Public health officials held a news conference asking anyone who had contact with Kwan or her son to call a hotline.

Saturday, March 15: One of the first calls was from a doctor who had treated a member of the Kwan family. The doctor, a 37-year-old woman, would be identified as Patient 7. “The family doctor was admitted,” Low said, and soon other health care workers were reporting illness.

“It was that morning when a nurse just happened to mention to me she was somebody who never gets sick. She walked by me and said, ‘I had a temperature last night when I was on duty.’ She played it down, not realizing the significance of that,” Low said.

There were several doctors who had seen members of Kwan’s family. One of them, public health detectives discovered, was on a cruise with his wife, who was also his secretary. The doctor covering his practice had no idea where he had gone and didn’t have keys to his office.

Desperate to alert the doctor, health investigators tracked down a building manager, then a part-time secretary, then the doctor’s brother. But no one could produce keys to the office.
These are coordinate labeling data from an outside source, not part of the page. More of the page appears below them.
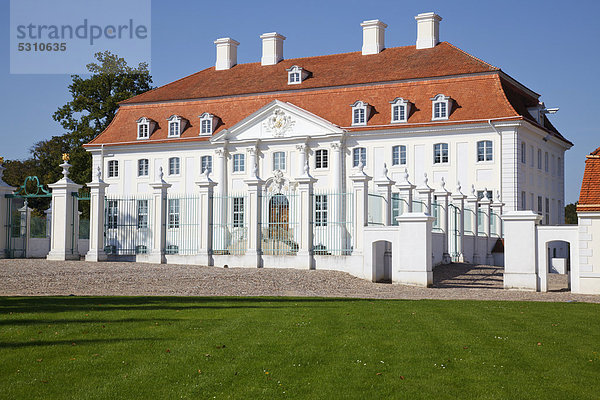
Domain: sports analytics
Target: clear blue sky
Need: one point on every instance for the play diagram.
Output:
(551, 47)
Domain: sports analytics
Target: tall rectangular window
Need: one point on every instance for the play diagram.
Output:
(320, 210)
(113, 169)
(174, 166)
(321, 159)
(440, 153)
(112, 214)
(359, 155)
(399, 155)
(238, 212)
(485, 151)
(142, 208)
(206, 164)
(173, 220)
(143, 167)
(279, 161)
(239, 163)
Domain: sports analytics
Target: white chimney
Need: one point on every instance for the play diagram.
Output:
(373, 36)
(428, 30)
(272, 48)
(226, 53)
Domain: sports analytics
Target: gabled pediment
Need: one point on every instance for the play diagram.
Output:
(279, 120)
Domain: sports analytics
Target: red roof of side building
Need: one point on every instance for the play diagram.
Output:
(478, 90)
(589, 197)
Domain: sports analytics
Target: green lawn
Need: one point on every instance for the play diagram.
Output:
(252, 348)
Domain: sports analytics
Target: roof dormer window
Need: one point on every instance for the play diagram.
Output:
(144, 128)
(207, 124)
(400, 110)
(441, 107)
(296, 75)
(174, 126)
(360, 113)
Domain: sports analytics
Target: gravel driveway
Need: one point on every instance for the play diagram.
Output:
(41, 277)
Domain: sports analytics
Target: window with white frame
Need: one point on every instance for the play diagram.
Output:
(400, 110)
(143, 128)
(174, 166)
(238, 212)
(143, 166)
(321, 159)
(294, 75)
(142, 211)
(485, 150)
(320, 210)
(359, 155)
(399, 155)
(440, 107)
(440, 153)
(173, 219)
(174, 128)
(113, 169)
(239, 163)
(279, 161)
(360, 113)
(112, 214)
(206, 164)
(207, 124)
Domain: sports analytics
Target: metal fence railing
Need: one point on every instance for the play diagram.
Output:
(280, 223)
(127, 224)
(229, 224)
(333, 223)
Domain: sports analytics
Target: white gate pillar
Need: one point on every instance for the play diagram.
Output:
(305, 188)
(442, 196)
(384, 189)
(413, 264)
(205, 235)
(458, 200)
(360, 189)
(4, 190)
(254, 208)
(97, 192)
(520, 255)
(62, 243)
(159, 202)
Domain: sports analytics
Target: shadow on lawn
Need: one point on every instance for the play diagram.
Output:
(148, 303)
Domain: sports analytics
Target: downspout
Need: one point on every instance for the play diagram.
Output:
(501, 165)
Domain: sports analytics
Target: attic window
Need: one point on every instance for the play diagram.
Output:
(360, 113)
(174, 126)
(296, 75)
(440, 107)
(400, 110)
(143, 128)
(207, 124)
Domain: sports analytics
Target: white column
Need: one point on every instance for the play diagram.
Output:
(62, 246)
(472, 204)
(384, 188)
(97, 192)
(360, 193)
(405, 189)
(520, 244)
(4, 190)
(458, 200)
(159, 201)
(442, 196)
(205, 234)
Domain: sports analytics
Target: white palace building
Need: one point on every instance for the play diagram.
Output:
(344, 161)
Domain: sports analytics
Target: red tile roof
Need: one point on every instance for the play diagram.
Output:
(478, 90)
(589, 197)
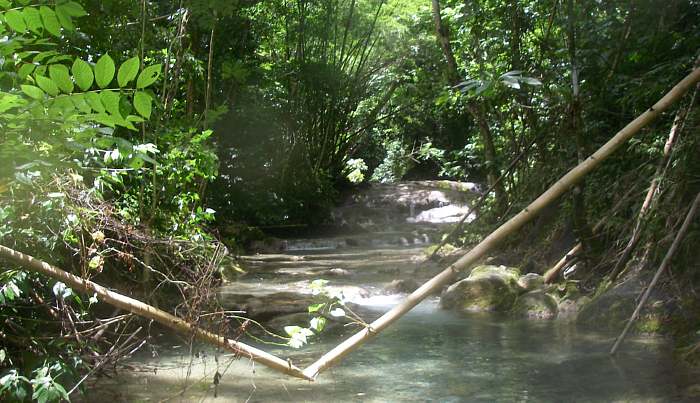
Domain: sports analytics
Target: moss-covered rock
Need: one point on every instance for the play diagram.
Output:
(488, 288)
(569, 308)
(512, 274)
(612, 308)
(531, 281)
(535, 305)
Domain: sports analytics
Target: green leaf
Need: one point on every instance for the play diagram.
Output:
(148, 76)
(128, 71)
(47, 85)
(142, 104)
(110, 99)
(80, 102)
(33, 19)
(316, 307)
(105, 119)
(32, 91)
(7, 102)
(59, 74)
(318, 323)
(15, 20)
(25, 70)
(50, 21)
(73, 9)
(82, 74)
(44, 55)
(104, 71)
(64, 18)
(93, 99)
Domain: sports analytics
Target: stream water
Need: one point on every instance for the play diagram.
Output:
(428, 355)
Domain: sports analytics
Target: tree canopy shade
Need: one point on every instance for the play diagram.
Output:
(146, 151)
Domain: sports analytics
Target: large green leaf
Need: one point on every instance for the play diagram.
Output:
(95, 102)
(142, 104)
(64, 17)
(59, 74)
(33, 19)
(104, 71)
(80, 102)
(25, 70)
(110, 99)
(148, 76)
(15, 20)
(47, 85)
(32, 91)
(128, 71)
(48, 16)
(9, 101)
(73, 9)
(82, 73)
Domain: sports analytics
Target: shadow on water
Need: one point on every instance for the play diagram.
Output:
(430, 355)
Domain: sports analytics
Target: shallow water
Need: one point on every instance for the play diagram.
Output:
(429, 355)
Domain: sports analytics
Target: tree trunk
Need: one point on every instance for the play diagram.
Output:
(476, 110)
(667, 259)
(513, 225)
(443, 37)
(650, 197)
(149, 312)
(579, 206)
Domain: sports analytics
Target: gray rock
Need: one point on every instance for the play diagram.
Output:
(402, 286)
(569, 308)
(531, 281)
(488, 288)
(535, 305)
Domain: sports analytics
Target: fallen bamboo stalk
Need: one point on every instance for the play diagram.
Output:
(512, 225)
(652, 193)
(552, 273)
(667, 259)
(150, 312)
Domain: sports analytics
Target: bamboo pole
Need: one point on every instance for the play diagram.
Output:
(667, 259)
(652, 194)
(150, 312)
(512, 225)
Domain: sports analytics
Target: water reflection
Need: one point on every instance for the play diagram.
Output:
(430, 355)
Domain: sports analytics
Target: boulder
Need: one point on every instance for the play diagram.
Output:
(569, 308)
(265, 306)
(535, 305)
(402, 286)
(531, 281)
(488, 288)
(611, 308)
(511, 274)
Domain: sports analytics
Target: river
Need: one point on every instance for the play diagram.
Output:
(429, 355)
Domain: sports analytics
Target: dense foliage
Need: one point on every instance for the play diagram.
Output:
(113, 134)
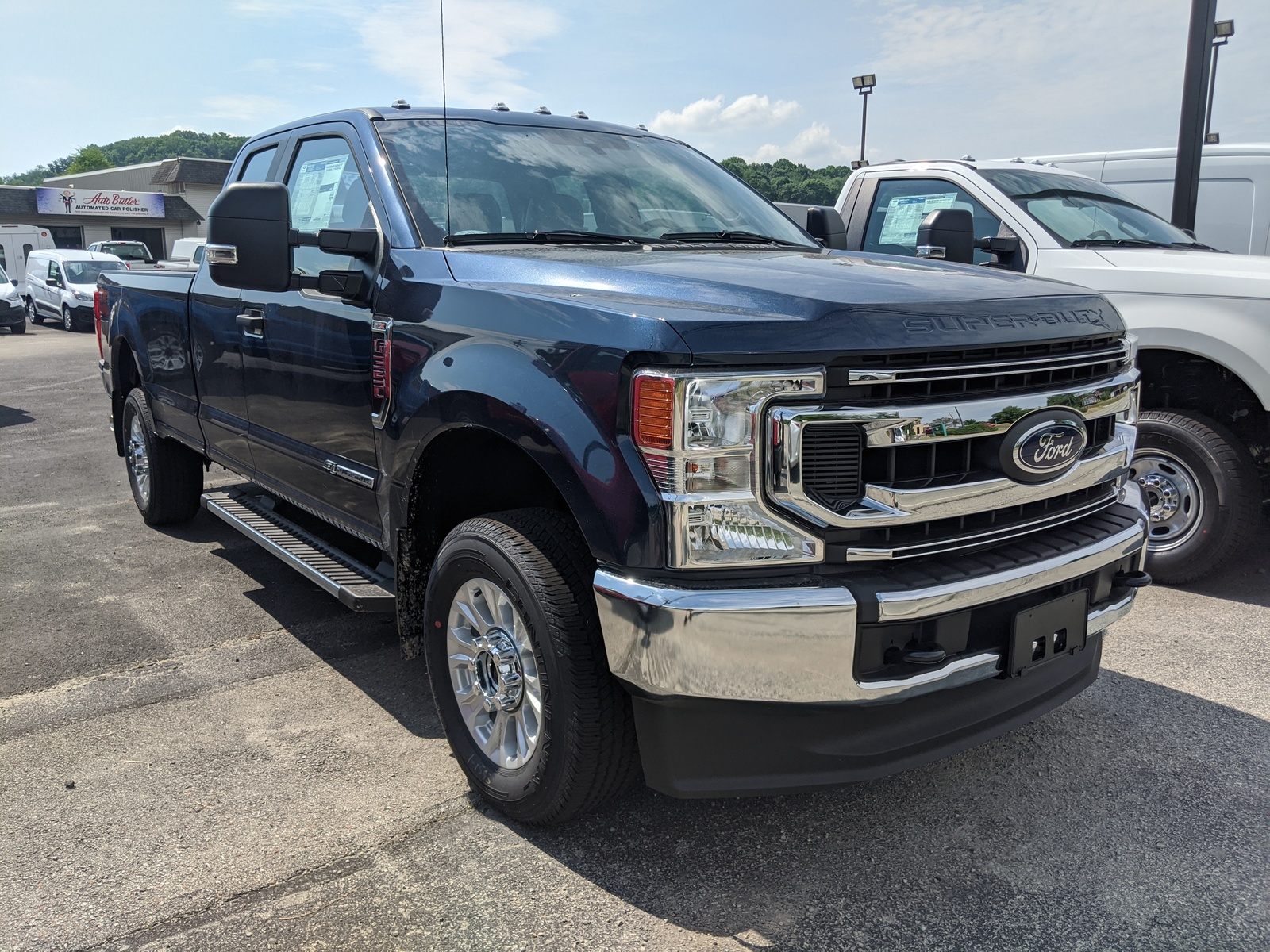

“We were very concerned about getting in contact with patients who had been in the office when this person had been there sick,” Henry said. “So we made arrangements with the brother and the part-time secretary and the building manager to break into the building.”

Soon it was clear that the investigators had made a start -- but the crisis was not yet over. The microbe was still moving ahead of them.

It took three more weeks, 246 more cases and 20 more deaths before, on April 29, WHO decided that the danger here had passed and lifted a week-old advisory against travel to Toronto.